« Les élites occidentales sont russophobes »

Source [Causeur] Russie-Occident, une guerre de mille ans. La russophobie de Charlemagne à la crise ukrainienne. C’est le titre d’un ouvrage marquant sorti en 2015 par le politicien suisse Guy Mettan. Il y a quelques mois, l’ancien directeur et rédacteur en chef de la Tribune de Genève a renchéri avec Le Continent perdu, un livre portant sur une Union européenne jugée dysfonctionnelle et anti-démocratique. Rencontre avec l’ancien député démocrate-chrétien.

Quelques jours après le résultat des élections européennes, Guy Mettan nous reçoit dans son bureau, à Genève. Dans six mois, il quittera la présidence du Club suisse de la presse, fondé entre autres pour favoriser les échanges entre journalistes suisses et internationaux. Il y a quelque chose de délicieusement paradoxal chez cet homme ancré dans les institutions mais cultivant un esprit critique. A la fois libre et dans la course, Guy Mettan – qui briguera d’ailleurs peut-être un mandat au Conseil national sous une étiquette indépendante en automne prochain – veut assurément changer le système de l’intérieur.

Jonas Follonier : Vous avez publié en 2015 Russie – Occident, une guerre de mille ans. La russophobie de Charlemagne à la crise ukrainienne. La nuance et même la sympathie à l’égard de la Russie sont aujourd’hui considérées par la plupart des grands médias comme des élucubrations de l’extrême droite. Ce livre, était-ce une manière de démonter cette idée reçue ?
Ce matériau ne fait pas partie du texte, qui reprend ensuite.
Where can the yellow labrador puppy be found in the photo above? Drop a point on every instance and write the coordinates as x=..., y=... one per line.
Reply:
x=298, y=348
Guy Mettan : J’ai souhaité retracer l’histoire de la russophobie des Etats-Unis et de l’Europe sur le long terme. Je suis donc parti de Charlemagne avec la première tentative de schisme religieux entre ce que deviendront plus tard le monde catholique et le monde orthodoxe à partir du XIe siècle. Si Charlemagne, que l’on a retenu seulement comme empereur, en a été le premier instigateur, c’est le Saint-Empire romain germanique qui réussira à opérer ce changement dans le dogme de la Trinité dès 962. Je considère la séparation des Eglises d’Orient et d’Occident comme le commencement de la russophobie que je décris. Selon moi, il y a un poids historique qui a pesé jusque dans les rédactions et les partis politiques actuels. La russophobie en Occident est un phénomène constant, mais elle ne s’est pas toujours appuyée sur les mêmes forces sociales et politiques. Cela dépend des circonstances historiques. Au temps du communisme, c’était la droite qui était très antirusse, et notez que la Russie de Catherine II était aussi très appréciée par la « gauche » de l’époque.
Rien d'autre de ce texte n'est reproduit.